Vorbemerkung: Dem Aichacher Peter Krump, der seit 1663 mit Katharina, der Tochter des Aichacher Kaufmanns Leonhard Düsen verheiratet war, wurde am 7. Juli 1672 ein Sohn geboren. Dieser trat später in den Franziskaner-Orden ein und erhielt den Namen Pater Theodor. Als Franziskaner betätigte er sich von 1700 bis 1720 bei der päpstlichen Missionsdelegation in Ostsudan und Äthiopien. Die Schilderung seiner Erlebnisse, die 1710 unter dem Titel "Hoher und Fruchtbarer Palmbaum..." bei Joseph Grober in Augsburg erschien und von denen nur mehr zwei Exemplare vorhanden sind, erregte zu seiner Zeit lebhaftes Aufsehen.
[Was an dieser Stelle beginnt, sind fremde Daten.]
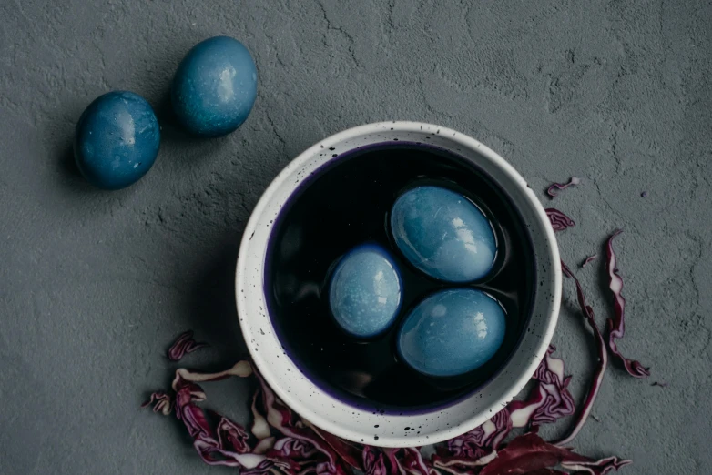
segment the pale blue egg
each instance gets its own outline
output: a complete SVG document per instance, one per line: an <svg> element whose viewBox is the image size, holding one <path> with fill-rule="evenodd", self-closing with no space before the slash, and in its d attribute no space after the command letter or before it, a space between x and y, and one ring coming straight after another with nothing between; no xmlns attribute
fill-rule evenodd
<svg viewBox="0 0 712 475"><path fill-rule="evenodd" d="M483 278L497 256L497 240L484 214L463 195L440 187L418 187L401 195L391 212L391 230L413 266L448 282Z"/></svg>
<svg viewBox="0 0 712 475"><path fill-rule="evenodd" d="M374 337L395 321L402 288L398 268L385 249L371 244L359 246L341 258L331 274L331 315L347 333Z"/></svg>
<svg viewBox="0 0 712 475"><path fill-rule="evenodd" d="M489 361L505 329L494 298L473 288L442 290L408 314L398 331L398 354L421 373L457 376Z"/></svg>

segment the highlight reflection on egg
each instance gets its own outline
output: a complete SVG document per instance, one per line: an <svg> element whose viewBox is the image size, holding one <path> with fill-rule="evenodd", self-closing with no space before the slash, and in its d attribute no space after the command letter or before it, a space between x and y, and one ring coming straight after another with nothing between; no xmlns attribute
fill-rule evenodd
<svg viewBox="0 0 712 475"><path fill-rule="evenodd" d="M424 186L401 195L391 211L396 246L417 268L448 282L485 277L497 256L484 214L463 195Z"/></svg>
<svg viewBox="0 0 712 475"><path fill-rule="evenodd" d="M406 317L397 336L400 358L429 376L464 374L502 346L506 321L499 302L473 288L437 292Z"/></svg>
<svg viewBox="0 0 712 475"><path fill-rule="evenodd" d="M331 274L331 315L347 333L374 337L395 321L402 287L398 268L385 249L372 244L359 246L341 258Z"/></svg>

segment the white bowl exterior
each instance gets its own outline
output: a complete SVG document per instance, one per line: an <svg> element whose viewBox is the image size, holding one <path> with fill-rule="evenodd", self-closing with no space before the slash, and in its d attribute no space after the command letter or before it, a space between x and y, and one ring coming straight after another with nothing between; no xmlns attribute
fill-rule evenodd
<svg viewBox="0 0 712 475"><path fill-rule="evenodd" d="M263 289L268 243L285 203L333 154L398 139L422 142L473 159L504 189L528 227L540 281L528 330L505 367L484 387L451 406L428 411L373 413L323 391L304 375L282 348ZM330 147L334 150L331 151ZM320 154L321 156L320 157ZM381 447L422 446L456 437L483 424L516 396L546 353L558 318L561 268L554 230L524 179L499 155L453 130L417 122L384 122L346 130L311 147L274 179L248 222L238 258L236 295L240 327L249 352L270 386L293 410L343 439ZM405 430L406 427L417 428Z"/></svg>

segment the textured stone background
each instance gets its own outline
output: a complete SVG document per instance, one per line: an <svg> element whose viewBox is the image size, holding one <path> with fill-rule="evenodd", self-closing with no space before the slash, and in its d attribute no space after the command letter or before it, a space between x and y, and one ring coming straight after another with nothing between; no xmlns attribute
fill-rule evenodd
<svg viewBox="0 0 712 475"><path fill-rule="evenodd" d="M137 409L169 381L166 345L192 328L213 345L192 366L241 354L233 269L260 193L320 138L391 119L470 134L534 189L585 177L554 203L577 223L563 257L626 229L621 347L654 373L612 369L575 445L633 459L626 474L712 472L709 1L4 0L0 19L0 472L227 473ZM259 96L238 132L194 140L169 82L219 34L253 53ZM76 175L70 141L111 89L145 96L163 140L109 193ZM603 324L602 268L577 274ZM554 339L580 397L593 348L565 285ZM209 403L241 419L248 389L210 385Z"/></svg>

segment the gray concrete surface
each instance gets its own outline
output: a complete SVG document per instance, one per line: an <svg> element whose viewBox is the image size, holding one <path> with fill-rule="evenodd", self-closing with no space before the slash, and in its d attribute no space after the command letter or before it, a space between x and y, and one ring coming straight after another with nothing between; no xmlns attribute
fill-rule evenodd
<svg viewBox="0 0 712 475"><path fill-rule="evenodd" d="M183 329L212 343L191 366L243 351L233 268L270 179L320 138L391 119L470 134L535 189L585 178L554 202L576 221L563 257L579 263L626 229L621 348L653 375L614 368L600 422L575 445L633 459L627 475L712 473L710 19L702 0L4 0L0 473L229 471L137 407L169 381L164 351ZM169 81L219 34L253 53L259 96L236 133L190 139L168 114ZM143 180L101 192L77 176L70 141L111 89L145 96L163 140ZM577 274L603 324L602 269ZM580 398L593 349L565 291L554 339ZM244 420L247 382L207 389L210 407Z"/></svg>

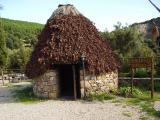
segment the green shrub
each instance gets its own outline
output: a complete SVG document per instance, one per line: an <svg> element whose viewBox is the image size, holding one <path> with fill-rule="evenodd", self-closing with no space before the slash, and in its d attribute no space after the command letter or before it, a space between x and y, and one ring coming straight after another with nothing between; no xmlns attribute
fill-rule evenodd
<svg viewBox="0 0 160 120"><path fill-rule="evenodd" d="M133 88L131 94L131 87L120 87L119 95L124 97L135 97L142 95L142 92L138 88Z"/></svg>
<svg viewBox="0 0 160 120"><path fill-rule="evenodd" d="M17 86L16 86L17 87ZM13 90L13 97L17 99L19 102L23 103L35 103L44 101L41 98L37 98L33 93L33 86L26 87L17 87L17 89Z"/></svg>
<svg viewBox="0 0 160 120"><path fill-rule="evenodd" d="M92 93L89 95L88 97L88 100L98 100L98 101L103 101L103 100L111 100L113 99L114 97L109 95L108 93L106 92L101 92L101 93Z"/></svg>

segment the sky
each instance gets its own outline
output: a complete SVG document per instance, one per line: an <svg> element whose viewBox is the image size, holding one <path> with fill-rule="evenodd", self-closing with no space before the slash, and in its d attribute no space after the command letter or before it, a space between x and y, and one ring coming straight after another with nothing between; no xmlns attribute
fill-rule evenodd
<svg viewBox="0 0 160 120"><path fill-rule="evenodd" d="M160 0L152 0L160 8ZM73 4L100 31L160 17L148 0L0 0L4 18L45 24L59 4Z"/></svg>

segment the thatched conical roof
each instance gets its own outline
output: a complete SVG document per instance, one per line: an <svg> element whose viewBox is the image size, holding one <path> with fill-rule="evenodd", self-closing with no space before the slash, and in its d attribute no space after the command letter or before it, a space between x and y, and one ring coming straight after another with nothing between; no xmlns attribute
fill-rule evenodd
<svg viewBox="0 0 160 120"><path fill-rule="evenodd" d="M26 66L26 75L37 77L57 64L78 64L86 56L86 70L104 73L118 68L110 45L92 22L73 5L59 5L38 37Z"/></svg>

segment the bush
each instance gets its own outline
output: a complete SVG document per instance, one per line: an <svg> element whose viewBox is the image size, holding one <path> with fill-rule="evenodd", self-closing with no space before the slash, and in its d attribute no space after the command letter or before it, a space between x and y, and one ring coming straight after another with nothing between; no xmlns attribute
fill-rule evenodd
<svg viewBox="0 0 160 120"><path fill-rule="evenodd" d="M124 97L135 97L142 95L142 92L138 88L133 88L131 94L131 87L120 87L119 95Z"/></svg>
<svg viewBox="0 0 160 120"><path fill-rule="evenodd" d="M101 92L101 93L92 93L89 95L88 97L88 100L98 100L98 101L103 101L103 100L111 100L113 99L114 97L109 95L108 93L106 92Z"/></svg>

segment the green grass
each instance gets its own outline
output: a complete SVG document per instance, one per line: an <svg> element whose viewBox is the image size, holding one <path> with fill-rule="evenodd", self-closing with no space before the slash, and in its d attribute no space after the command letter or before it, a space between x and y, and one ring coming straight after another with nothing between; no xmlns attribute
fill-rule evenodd
<svg viewBox="0 0 160 120"><path fill-rule="evenodd" d="M88 100L93 101L93 100L98 100L98 101L104 101L104 100L111 100L114 99L115 97L111 94L105 93L105 92L101 92L101 93L94 93L94 94L90 94L88 97Z"/></svg>
<svg viewBox="0 0 160 120"><path fill-rule="evenodd" d="M153 106L155 101L160 101L160 93L155 92L154 98L151 99L150 91L140 90L141 94L134 94L134 96L125 98L123 102L128 105L135 105L142 108L142 111L146 112L150 116L155 116L160 119L160 112L156 111ZM145 118L142 118L145 120ZM146 118L147 119L147 118Z"/></svg>
<svg viewBox="0 0 160 120"><path fill-rule="evenodd" d="M44 99L38 98L34 95L32 85L28 85L26 87L18 85L14 87L15 89L13 89L12 93L13 98L15 98L17 102L31 104L45 101Z"/></svg>

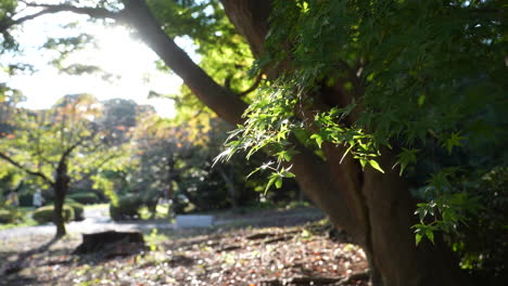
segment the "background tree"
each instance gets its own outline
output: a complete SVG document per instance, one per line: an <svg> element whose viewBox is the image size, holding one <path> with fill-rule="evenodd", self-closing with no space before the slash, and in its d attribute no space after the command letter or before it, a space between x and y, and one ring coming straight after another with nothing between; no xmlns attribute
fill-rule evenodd
<svg viewBox="0 0 508 286"><path fill-rule="evenodd" d="M265 168L274 171L269 185L296 176L364 247L374 285L468 284L440 234L466 218L465 206L474 209L473 199L453 191L459 165L435 164L428 173L434 199L419 205L420 221L410 190L422 185L404 171L422 162L427 151L453 155L465 148L469 157L486 131L496 146L491 150L506 158L499 113L506 108L507 47L499 1L223 0L224 10L217 1L28 2L40 12L24 17L9 3L0 25L5 39L10 27L61 11L129 25L204 105L230 123L244 123L229 153L268 147L279 158ZM257 60L255 70L267 78L246 122L242 115L253 99L219 84L230 77L198 66L174 41L186 35L220 49L239 34ZM228 68L213 68L223 66ZM460 170L491 164L496 160L470 161Z"/></svg>
<svg viewBox="0 0 508 286"><path fill-rule="evenodd" d="M101 105L90 95L68 95L50 110L20 110L12 133L0 139L0 158L54 191L56 236L65 235L62 213L69 185L117 156L93 121Z"/></svg>

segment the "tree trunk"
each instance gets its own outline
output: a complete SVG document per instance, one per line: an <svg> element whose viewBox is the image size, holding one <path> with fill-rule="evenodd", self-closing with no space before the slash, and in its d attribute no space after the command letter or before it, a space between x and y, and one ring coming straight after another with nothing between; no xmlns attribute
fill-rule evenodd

Das Buch ist in seinem barocken Deutsch eine der frühesten europäischen Reisebeschreibungen über Nubien und den Sudan und die Verhältnisse im Fung-Reich und ihrer Hauptstadt Sennar. Pater Theodor Krump ist am 8. Oktober 1724 im Kloster Dingolfing gestorben. Die Stadt Aichach hat nach ihm eine Straße benannt.
Es folgen nun einige Schilderungen aus seinem Buch:
Die Audienz in Sennar
Am 4. Mai 1701 wurden die neuangekommenen Franziskaner um die Mittagszeit zur Audienz in den königlichen Palast berufen. Dieser Palast hat wohl Pater Theodor etwas enttäuscht. Nach seinen Worten waren der ganze Palast wie auch alle Zimmer "vom lettigem Kot (Lehm), dem man mit Stroh und Mist impastiert hatte". Die Zimmer waren finster, und es gab darin weder Bank noch Stuhl, noch Gemälde oder sonstigen Zierrat. Lediglich waren Strohmatten aufgelegt, sowie in der Mitte aufgeschnittene Kürbisse, die als Trinkgefäße dienten. In diesem Palast wohnten die vier nach dem islamischen Recht erlaubten Ehefrauen des Königs sowie 600 Nebenfrauen mit allen königlichen Kindern.
Für P. Theodor waren die Frauen alle enger eingesperrt als in der Christenheit die Klosterfrauen. Der ganze Palast war von einer im Sudan üblichen Dornenhecke umgeben.
Bei der Audienz saß der König auf einem mit einem roten Teppich ausgeschlagenen Tisch. Er trug ein weißblaues Hemd und war nur einer roten Seidenschärpe umgürtet. Auf dem Kopf trug er ein seidenes, mit Gold durchwirktes Häubchen, und an seinen Ohren hingen zwei goldene Ringe. In der rechten Hand hielt er einen türkischen Säbel und auf beiden Seiten lag noch je eine Pistole, was seine Macht demonstrieren sollte. Pater Theodor kam er nicht anders vor wie ein "angekleydter Aff". Um ihn herum standen fünf Scheichs sowie 30 schwarze Sklaven, die mit Lanzen bewaffnet waren und seine Leibwache bildeten. Der König fragte die Patres auf arabisch, woher sie kämen und wohin sie reisen wollten. Dann übergaben sie ihm die Geschenke. Es waren ein schöner großer venezianischer Spiegel, sechs Schachteln mit Bologneser Seife, Zuckerhüte, Gewürze, Schermesser, venezianische Gläser und andere europäische Galanteriewaren. Der König war darüber sehr erfreut und bestätigte ihnen, dass sie in seinem Reich bleiben könnten, und wenn sie abzureisen wünschten, würde er sie nicht hindern.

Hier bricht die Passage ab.